Why it matters: The plan file is doing more work than it looks like. It’s not task decomposition — it’s scope pre-commitment. The architect enumerates what’s not being built, which is harder and more valuable than listing what is. That pre-commitment is why sessions stop drifting: there’s a concrete artifact the developer phase executes against. You don’t need multiple models to capture most of this benefit. Even with a single model, a plan file before coding locks in decisions and makes scope explicit. The 30 minutes on the plan is the artifact-producing phase. Everything after is just execution.

The 30 minutes isn’t overhead. It’s the artifact-producing phase that makes the rest work.

The Architect of Constraints: Why AI Needs Better Problem Framing — Jordi Visser

Apollo 13 mission control as a model: the team didn’t get smarter — they laid out every constraint and available resource until the problem became solvable. The human (or agent) contribution isn’t execution. It’s the 55 minutes of knowing what you’re actually working with before the 5 minutes of action.

Why it matters: For autonomous systems, problem framing isn’t philosophical — it’s operational. The quality of autonomous output depends entirely on how well the problem is framed going in. You can’t pick the right work if the constraints aren’t defined. Most agent workflows treat framing as implicit. This argues it should be a first-class discipline. Not smarter prompts. Constraint definition.


When Consumers Become Agents: The OpenClaw Gateway — Jordi Visser

The demand-side disruption argument: agents don’t just replace workers, they become the actual consumers in the economy.
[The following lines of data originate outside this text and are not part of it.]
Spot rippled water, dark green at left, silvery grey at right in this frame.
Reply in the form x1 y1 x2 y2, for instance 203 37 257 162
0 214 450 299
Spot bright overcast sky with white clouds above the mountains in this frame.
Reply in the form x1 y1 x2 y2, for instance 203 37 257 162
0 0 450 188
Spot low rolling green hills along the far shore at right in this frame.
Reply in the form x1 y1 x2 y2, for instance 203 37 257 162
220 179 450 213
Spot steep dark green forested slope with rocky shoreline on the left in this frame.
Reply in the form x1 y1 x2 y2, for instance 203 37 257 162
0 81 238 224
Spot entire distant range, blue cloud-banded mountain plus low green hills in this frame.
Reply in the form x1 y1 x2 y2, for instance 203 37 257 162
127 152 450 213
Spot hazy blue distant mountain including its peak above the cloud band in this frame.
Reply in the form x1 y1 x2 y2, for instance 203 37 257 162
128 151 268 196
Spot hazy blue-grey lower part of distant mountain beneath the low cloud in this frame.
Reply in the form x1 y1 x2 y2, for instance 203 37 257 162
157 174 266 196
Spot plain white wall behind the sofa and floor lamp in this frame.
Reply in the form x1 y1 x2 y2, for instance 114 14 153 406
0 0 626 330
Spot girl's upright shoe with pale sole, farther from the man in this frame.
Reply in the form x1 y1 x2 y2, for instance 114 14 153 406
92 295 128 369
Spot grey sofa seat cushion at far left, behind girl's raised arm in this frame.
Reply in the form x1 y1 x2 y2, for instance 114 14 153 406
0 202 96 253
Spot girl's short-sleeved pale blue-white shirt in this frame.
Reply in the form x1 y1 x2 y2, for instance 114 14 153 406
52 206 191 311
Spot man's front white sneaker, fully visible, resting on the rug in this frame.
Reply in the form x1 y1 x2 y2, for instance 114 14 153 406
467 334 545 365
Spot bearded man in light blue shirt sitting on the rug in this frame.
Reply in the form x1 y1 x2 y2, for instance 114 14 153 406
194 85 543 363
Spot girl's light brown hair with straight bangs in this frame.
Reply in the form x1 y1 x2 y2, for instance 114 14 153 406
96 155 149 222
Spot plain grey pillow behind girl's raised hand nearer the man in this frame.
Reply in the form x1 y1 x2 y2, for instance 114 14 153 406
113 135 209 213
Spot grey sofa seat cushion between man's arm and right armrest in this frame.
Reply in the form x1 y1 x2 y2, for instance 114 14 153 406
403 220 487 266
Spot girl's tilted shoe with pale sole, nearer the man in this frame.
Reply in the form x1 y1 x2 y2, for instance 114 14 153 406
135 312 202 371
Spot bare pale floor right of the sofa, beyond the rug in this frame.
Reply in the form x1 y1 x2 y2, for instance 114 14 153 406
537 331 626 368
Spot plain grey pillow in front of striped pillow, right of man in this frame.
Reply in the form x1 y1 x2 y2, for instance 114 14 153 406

When intelligence is embedded everywhere and optimizing autonomously, the number of economic actors expands from billions to trillions.

Why it matters: The crypto angle here isn’t investment thesis — it’s an architectural constraint. Trillions of micro-transactions can’t settle on ACH. The infrastructure requirements for machine commerce (real-time settlement, sub-cent economics, continuous rather than batch operation) don’t exist on legacy rails. The second-order effects are concrete: subscription models collapse when agents cancel ruthlessly based on measured utility. Loyalty breakage disappears. The interesting part isn’t the currency — it’s that the transaction velocity requirements alone imply a completely different financial layer.

Subscription models collapse when agents cancel ruthlessly based on measured utility.

One more thing: Simon Willison’s SQLite Query Result Formatter demo — a WebAssembly-powered interactive demo for a SQLite result formatting library with 20 output modes (JSON, markdown, box-drawing, CSV, and more). For anyone using SQLite as a state layer, this is the formatter you’ve been hand-rolling. The demo-first approach is also worth noting: you discover what’s possible before reading the docs. That’s how you get adoption.